Aqua Metals and 6K Energy lock in supply deal for domestic battery materials
Aqua Metals and 6K Energy have signed a multi-year supply agreement that gives both companies a clearer commercial path into domestic battery materials production. The deal, announced on January 21, 2026, is designed to support future supplies of battery-grade nickel metal and lithium carbonate for cathode active material manufacturing in the United States.
Battery-grade nickel and lithium carbonate move into a commercial framework
The agreement is structured as a material supply agreement, or MSA, and is meant to connect Aqua Metals’ recycling and refining work with 6K Energy’s cathode active materials business. In practical terms, the companies are trying to reduce dependence on imported inputs by tying recycled feedstock and domestic processing into a single supply chain.
That matters because nickel and lithium remain two of the most closely watched battery inputs, especially as automakers and cell makers keep pushing for more localized sourcing. The companies did not say the deal guarantees immediate large-scale deliveries, but it does formalize a relationship that could feed future cathode production.
Why the deal matters for U.S. cathode supply chains
Aqua Metals described the agreement as part of its broader effort to commercialize sustainable battery metals recycling and refining. 6K Energy, meanwhile, has positioned itself as a U.S.-based producer of advanced cathode active materials, making the arrangement relevant to domestic supply chain buildout rather than a one-off materials shipment.
The announcement also follows Aqua Metals’ report that it helped produce what it called the first cathode active material made from 100% domestically sourced, recycled nickel, with the material moving through qualification by a tier-one battery manufacturer.

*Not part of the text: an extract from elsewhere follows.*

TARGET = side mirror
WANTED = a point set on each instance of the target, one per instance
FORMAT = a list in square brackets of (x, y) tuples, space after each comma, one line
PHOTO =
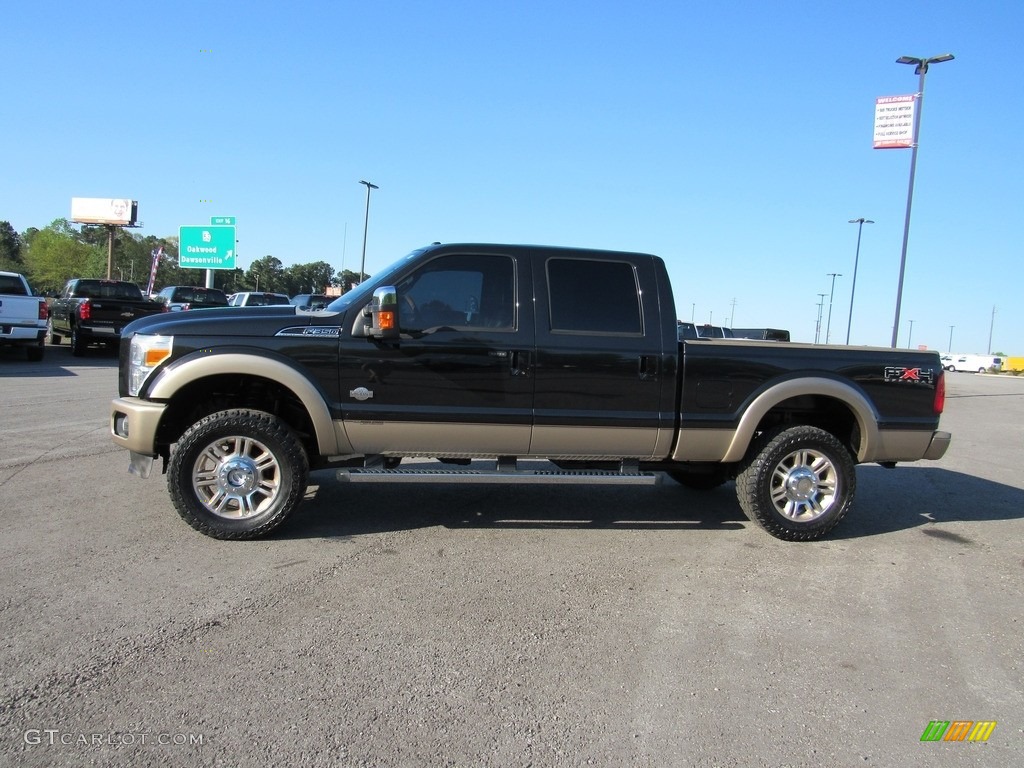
[(384, 313)]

Taken together, those steps suggest the company is trying to move from demonstration toward repeatable supply.
Commercialization is the real test now
For battery materials companies, the difficult part is rarely the lab result. The harder step is proving that feedstock, refining, and cathode production can work at consistent quality and commercial volumes. This agreement points in that direction, but the real significance will depend on whether the partners can convert the MSA into sustained material flow and customer qualification.
For now, the deal is a concrete sign that domestic battery materials companies are still building the contracts and processing links they need before larger-scale manufacturing can follow.